The report that the US will help build six nuclear power plants in India should be taken with the proverbial pinch of salt. When it comes to the US, inter-governmental declarations are not how business gets done. It requires working through a labyrinth of terms and conditions with companies and financial institutions. And, the nuclear-reactor business is not too healthy in the US.
The six reactors to be set up in Kovvada, Andhra Pradesh are Westinghouse-designed AP1000 Pressurised Water Reactors (PWR). Westinghouse has just emerged from a Chapter 11 bankruptcy settlement on account of the construction of four AP1000 reactors in Georgia and South Carolina.

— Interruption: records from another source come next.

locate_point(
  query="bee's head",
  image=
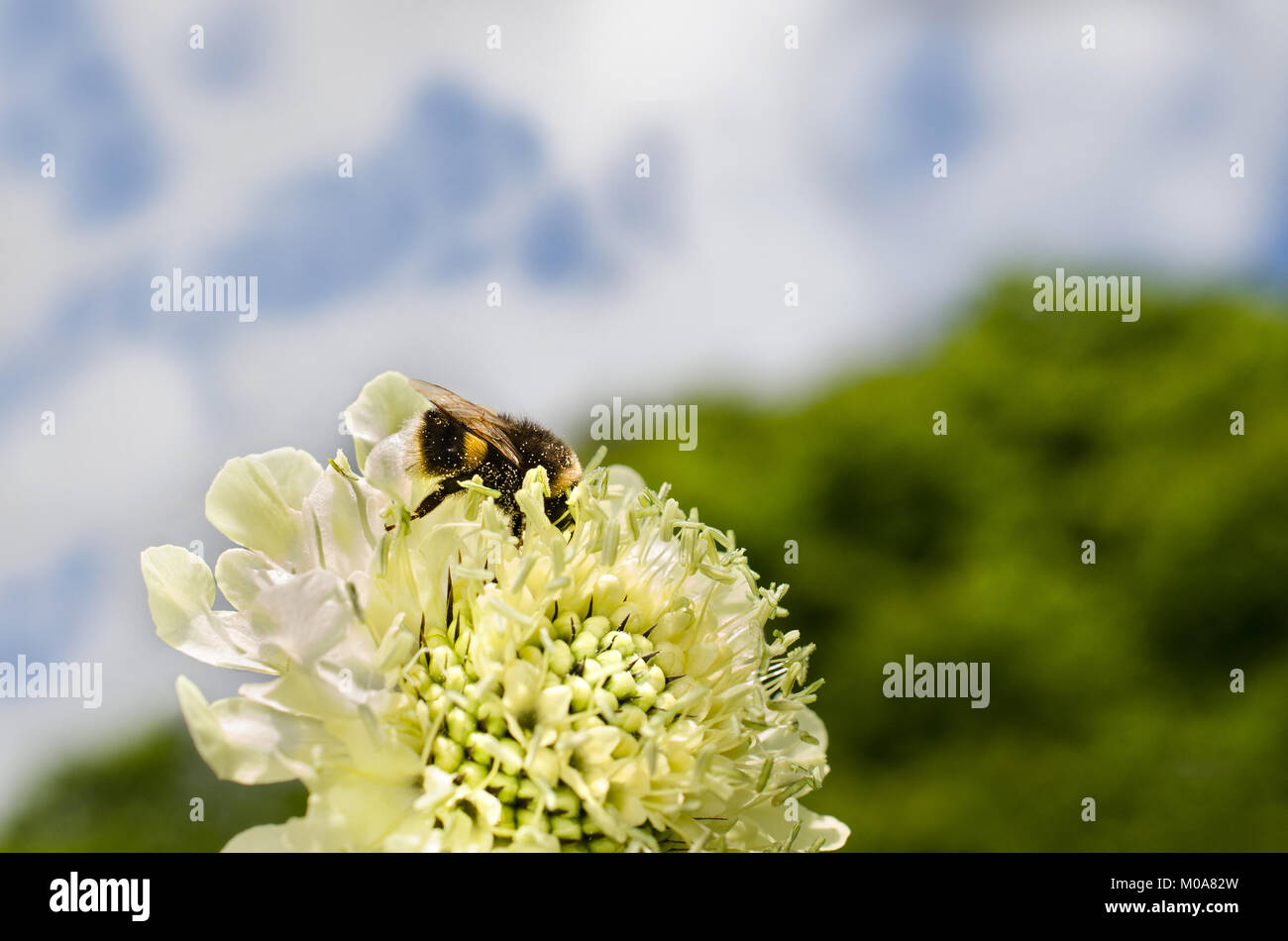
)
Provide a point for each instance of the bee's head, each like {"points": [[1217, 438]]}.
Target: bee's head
{"points": [[568, 470]]}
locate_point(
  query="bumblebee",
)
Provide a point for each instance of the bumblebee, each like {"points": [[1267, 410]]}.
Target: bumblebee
{"points": [[456, 439]]}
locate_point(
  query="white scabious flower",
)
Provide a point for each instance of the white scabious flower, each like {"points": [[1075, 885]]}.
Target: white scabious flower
{"points": [[439, 685]]}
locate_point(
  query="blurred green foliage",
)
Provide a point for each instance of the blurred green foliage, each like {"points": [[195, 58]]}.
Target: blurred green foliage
{"points": [[1108, 681], [140, 798]]}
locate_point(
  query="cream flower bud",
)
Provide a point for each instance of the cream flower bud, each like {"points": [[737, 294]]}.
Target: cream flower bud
{"points": [[438, 683]]}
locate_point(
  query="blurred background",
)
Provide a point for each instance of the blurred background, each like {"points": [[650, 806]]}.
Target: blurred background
{"points": [[790, 150]]}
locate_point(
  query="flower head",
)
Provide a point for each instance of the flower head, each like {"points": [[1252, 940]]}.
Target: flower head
{"points": [[438, 683]]}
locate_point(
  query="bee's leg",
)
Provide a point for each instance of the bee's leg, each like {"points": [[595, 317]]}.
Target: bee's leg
{"points": [[437, 497]]}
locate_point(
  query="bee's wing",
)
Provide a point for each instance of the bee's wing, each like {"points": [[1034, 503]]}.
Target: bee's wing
{"points": [[482, 421]]}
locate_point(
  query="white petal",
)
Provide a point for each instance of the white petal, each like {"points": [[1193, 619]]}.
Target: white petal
{"points": [[347, 519], [301, 619], [257, 501], [244, 573], [297, 834], [382, 406], [180, 593], [248, 743]]}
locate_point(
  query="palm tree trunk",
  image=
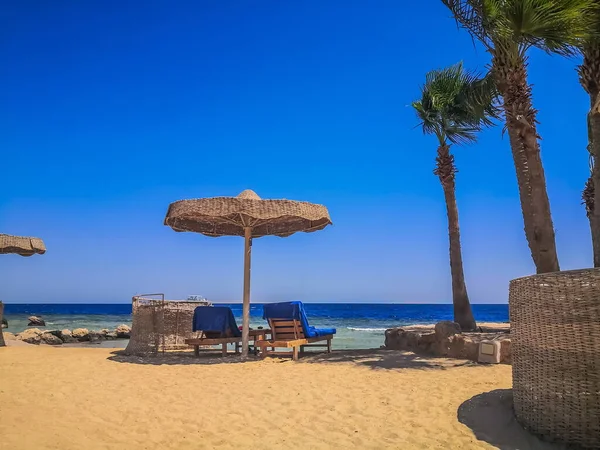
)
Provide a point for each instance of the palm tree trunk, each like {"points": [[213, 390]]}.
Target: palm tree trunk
{"points": [[446, 171], [2, 344], [589, 76], [511, 77]]}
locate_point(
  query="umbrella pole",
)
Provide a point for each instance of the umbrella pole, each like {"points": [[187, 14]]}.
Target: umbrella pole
{"points": [[246, 305]]}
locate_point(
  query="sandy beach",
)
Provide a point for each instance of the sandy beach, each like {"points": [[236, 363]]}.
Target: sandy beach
{"points": [[73, 398]]}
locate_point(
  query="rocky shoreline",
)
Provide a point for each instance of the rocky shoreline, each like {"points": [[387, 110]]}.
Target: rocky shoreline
{"points": [[445, 339], [36, 336]]}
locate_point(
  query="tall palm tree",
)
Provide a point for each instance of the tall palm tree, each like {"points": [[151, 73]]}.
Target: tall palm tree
{"points": [[508, 29], [454, 106], [589, 77]]}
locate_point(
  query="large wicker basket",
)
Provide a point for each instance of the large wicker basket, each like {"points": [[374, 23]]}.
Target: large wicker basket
{"points": [[160, 325], [555, 328]]}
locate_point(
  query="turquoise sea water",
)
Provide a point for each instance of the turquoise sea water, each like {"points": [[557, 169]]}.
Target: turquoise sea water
{"points": [[359, 325]]}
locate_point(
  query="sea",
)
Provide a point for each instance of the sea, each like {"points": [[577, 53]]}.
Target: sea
{"points": [[359, 325]]}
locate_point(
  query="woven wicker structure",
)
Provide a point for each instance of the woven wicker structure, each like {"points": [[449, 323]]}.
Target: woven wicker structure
{"points": [[555, 328], [160, 325], [2, 344], [24, 246], [250, 216], [229, 216]]}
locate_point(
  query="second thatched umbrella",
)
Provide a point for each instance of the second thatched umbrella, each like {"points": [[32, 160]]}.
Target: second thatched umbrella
{"points": [[24, 246], [250, 216]]}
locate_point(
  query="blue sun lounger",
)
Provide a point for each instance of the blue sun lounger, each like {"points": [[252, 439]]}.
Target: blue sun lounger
{"points": [[290, 329], [217, 326]]}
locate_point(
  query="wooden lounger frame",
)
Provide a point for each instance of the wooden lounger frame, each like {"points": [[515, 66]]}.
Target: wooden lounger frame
{"points": [[288, 333], [204, 341]]}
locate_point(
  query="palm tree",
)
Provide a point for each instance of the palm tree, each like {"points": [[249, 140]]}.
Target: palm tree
{"points": [[589, 77], [508, 29], [454, 106]]}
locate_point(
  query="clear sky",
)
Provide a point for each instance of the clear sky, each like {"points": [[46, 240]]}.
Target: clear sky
{"points": [[109, 111]]}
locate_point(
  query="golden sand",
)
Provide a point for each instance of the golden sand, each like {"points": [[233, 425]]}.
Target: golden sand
{"points": [[80, 398]]}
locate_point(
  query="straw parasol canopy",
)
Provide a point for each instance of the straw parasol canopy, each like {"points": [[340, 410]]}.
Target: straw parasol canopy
{"points": [[24, 246], [250, 216]]}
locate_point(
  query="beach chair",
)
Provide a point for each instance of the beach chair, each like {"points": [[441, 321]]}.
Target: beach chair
{"points": [[217, 326], [290, 329]]}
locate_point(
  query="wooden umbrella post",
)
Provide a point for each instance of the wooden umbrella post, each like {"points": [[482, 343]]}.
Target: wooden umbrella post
{"points": [[246, 305]]}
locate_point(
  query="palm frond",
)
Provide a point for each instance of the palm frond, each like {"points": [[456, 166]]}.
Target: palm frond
{"points": [[456, 104], [555, 26]]}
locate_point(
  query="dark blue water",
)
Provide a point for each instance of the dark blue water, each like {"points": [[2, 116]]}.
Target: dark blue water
{"points": [[359, 325], [395, 313]]}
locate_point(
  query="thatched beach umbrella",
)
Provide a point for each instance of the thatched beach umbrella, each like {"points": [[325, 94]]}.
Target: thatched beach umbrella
{"points": [[250, 216], [24, 246]]}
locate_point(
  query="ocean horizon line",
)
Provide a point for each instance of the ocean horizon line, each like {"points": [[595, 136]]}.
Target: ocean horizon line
{"points": [[257, 303]]}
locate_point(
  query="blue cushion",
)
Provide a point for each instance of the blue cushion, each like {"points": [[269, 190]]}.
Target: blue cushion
{"points": [[216, 319], [294, 311]]}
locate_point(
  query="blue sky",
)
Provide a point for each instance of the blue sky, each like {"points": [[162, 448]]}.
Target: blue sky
{"points": [[110, 111]]}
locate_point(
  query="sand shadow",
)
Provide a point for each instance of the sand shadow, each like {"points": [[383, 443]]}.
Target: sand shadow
{"points": [[491, 418], [179, 358], [386, 359], [374, 359]]}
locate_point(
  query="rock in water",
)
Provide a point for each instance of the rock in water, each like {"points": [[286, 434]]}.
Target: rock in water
{"points": [[50, 339], [95, 336], [445, 329], [67, 337], [9, 336], [35, 321], [31, 336], [81, 334], [123, 331]]}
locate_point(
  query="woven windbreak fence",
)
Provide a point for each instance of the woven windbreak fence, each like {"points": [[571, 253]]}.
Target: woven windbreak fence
{"points": [[555, 329], [2, 344], [160, 325]]}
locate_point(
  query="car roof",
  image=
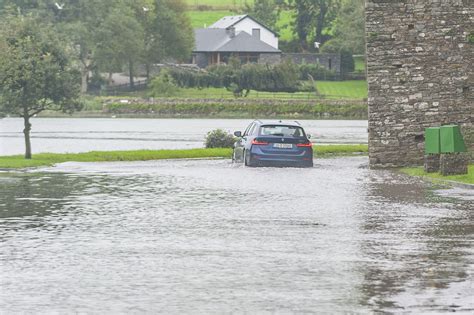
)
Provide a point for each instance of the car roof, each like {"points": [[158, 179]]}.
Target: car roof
{"points": [[278, 123]]}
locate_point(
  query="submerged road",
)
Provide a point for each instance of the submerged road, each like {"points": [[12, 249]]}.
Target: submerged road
{"points": [[202, 236]]}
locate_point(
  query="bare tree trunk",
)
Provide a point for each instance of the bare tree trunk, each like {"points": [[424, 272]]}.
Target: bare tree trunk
{"points": [[148, 71], [26, 131], [84, 76], [320, 22], [130, 69], [110, 79]]}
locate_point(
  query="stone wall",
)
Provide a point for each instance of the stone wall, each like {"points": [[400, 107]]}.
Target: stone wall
{"points": [[329, 61], [420, 74], [271, 59]]}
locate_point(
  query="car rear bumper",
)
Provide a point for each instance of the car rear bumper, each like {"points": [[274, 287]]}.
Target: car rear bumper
{"points": [[303, 158]]}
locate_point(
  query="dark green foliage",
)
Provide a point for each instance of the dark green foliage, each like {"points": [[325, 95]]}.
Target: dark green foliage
{"points": [[35, 72], [240, 80], [336, 46], [218, 138], [250, 109], [312, 19]]}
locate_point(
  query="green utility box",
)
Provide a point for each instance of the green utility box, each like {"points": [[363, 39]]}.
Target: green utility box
{"points": [[451, 139], [432, 140]]}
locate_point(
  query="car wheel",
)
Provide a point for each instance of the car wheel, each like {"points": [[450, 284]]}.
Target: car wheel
{"points": [[247, 158]]}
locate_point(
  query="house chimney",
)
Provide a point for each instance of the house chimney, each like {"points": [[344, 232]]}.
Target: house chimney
{"points": [[256, 33], [231, 32]]}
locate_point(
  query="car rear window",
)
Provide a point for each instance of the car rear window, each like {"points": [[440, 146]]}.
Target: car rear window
{"points": [[281, 131]]}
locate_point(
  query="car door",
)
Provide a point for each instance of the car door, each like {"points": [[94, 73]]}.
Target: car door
{"points": [[240, 144]]}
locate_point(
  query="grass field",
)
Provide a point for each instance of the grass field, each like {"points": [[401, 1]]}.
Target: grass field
{"points": [[359, 63], [48, 159], [418, 171], [233, 4], [202, 19], [329, 89]]}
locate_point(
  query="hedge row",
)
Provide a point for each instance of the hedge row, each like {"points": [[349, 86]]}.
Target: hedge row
{"points": [[243, 110]]}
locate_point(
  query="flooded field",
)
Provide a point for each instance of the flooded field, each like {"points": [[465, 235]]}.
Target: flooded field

The announcement, which came during foreign secretary Vijay Gokhale’s visit to the US, seems aimed at pleasing Washington at a time when bilateral trade ties appear to have hit turbulence. It is also a token genuflection towards the Indo-US nuclear deal of 2008 that was justified by the US desire to promote civil nuclear cooperation. This deal, with its commitment to promote US nuclear reactor sales to India, came unstuck after India passed a stringent liability law that made the manufacturers, rather than the operator, primarily liable for damage in the event of an accident.
 India is waking up from nuclear energy dream
Representational image. AP
India has 22 functioning reactors, most of them pressurised heavy water reactors (PWHRs), which provide three per cent of the country’s electricity. Seven units, one of them a prototype fast breeder reactor, are under construction.
India’s nuclear power sector was coddled by the government because it served the dual purpose of providing the capacity to produce nuclear weapons and also the promise of limitless sources of energy. This was premised on Homi Bhabha’s three-stage plan that involves making fast breeder reactors (FBR) to use plutonium reprocessed from the spent fuel from the first stage PWHR plants.
Stage 2 FBRs will use a mixed oxide fuel to produce more plutonium than they consume.
In Stage 3, thorium would be used to blanket the reactor to yield Uranium 233 for the third-stage reactor, which can be refuelled by abundant natural thorium after its initial fuel charge.
Nuclear energy received the bulk of the government’s research and development (R&D) funding during the 1950-1970 period. It got some 15 per cent in the 1990s, at a time when Indian Space Research Organisation (Isro) got 20 per cent and renewables got less than one per cent. While Isro achieved world-class launch and satellite capability, despite embargoes, the department of atomic energy found it hard to even scale up the 220 MWe Canadian reactor it had got in the 1960s to 700 MWe. We have just about managed to get one going in Andhra Pradesh’s Kakrapar in 2018. The world norm for power reactors is 1,000-1,500 MWe.
The country was promised a 10,000 MWe capacity by the Year 2000, but even now it has only touched 7,000 MWe. After the nuclear deal there was talk of boosting nuclear energy to 63,000 MWe by 2032. But in 2011, following the blow-back from the nuclear liability legislation, this was scaled down to 14,600 MWe by 2020 and 27,500 by 2032. We will be lucky if we meet the 2000 target in 2020.
In contrast to nuclear power, India has usually exceeded its targets, at far lesser investment, in the area of renewable energy. The country’s installed wind-power capacity is 34,000MW, hydropower 44,000 MW and solar power 25,000 MW, with a target of 100,000MW by 2022. Wind and solar power have not been provided the kind of investment that has been made in nuclear energy.
Around the world, nuclear energy has taken a back seat because of the risks that reactors bring with them. Three Mile Island, Chernobyl and Fukushima have dampened the ardour of the developed world. The US, which has over 100,000 MWe capacity, stopped issuing licences for nuclear plants between 1979 and 2012. Even now, just two are under construction, while 34 have been shut down.
It is not safety alone that is a concern. The economics of nuclear power is another issue. Huge sums of money go into setting up of power plants. Most face delays and cost over-runs. Operating costs per unit of electricity tends to be higher than alternative energy sources.
There are a range of experimental reactors that promise greater safety and economy but they are yet to reach maturity. China is investing big in new reactor technologies. The stakes are huge. Nuclear technology has always had two faces—the promise of incredible bounty and its enormously destructive capacity.
As of now, India remains fixated on its three-stage plan. We will reach Stage 3 only by 2050 or so; we’re still mainly in Stage 1. Caution is needed, especially since the record of our nuclear R&D and industry is not great. We need to hedge our risks by working on alternatives, not just in the field of nuclear energy, but also renewables, where our performance has been much better.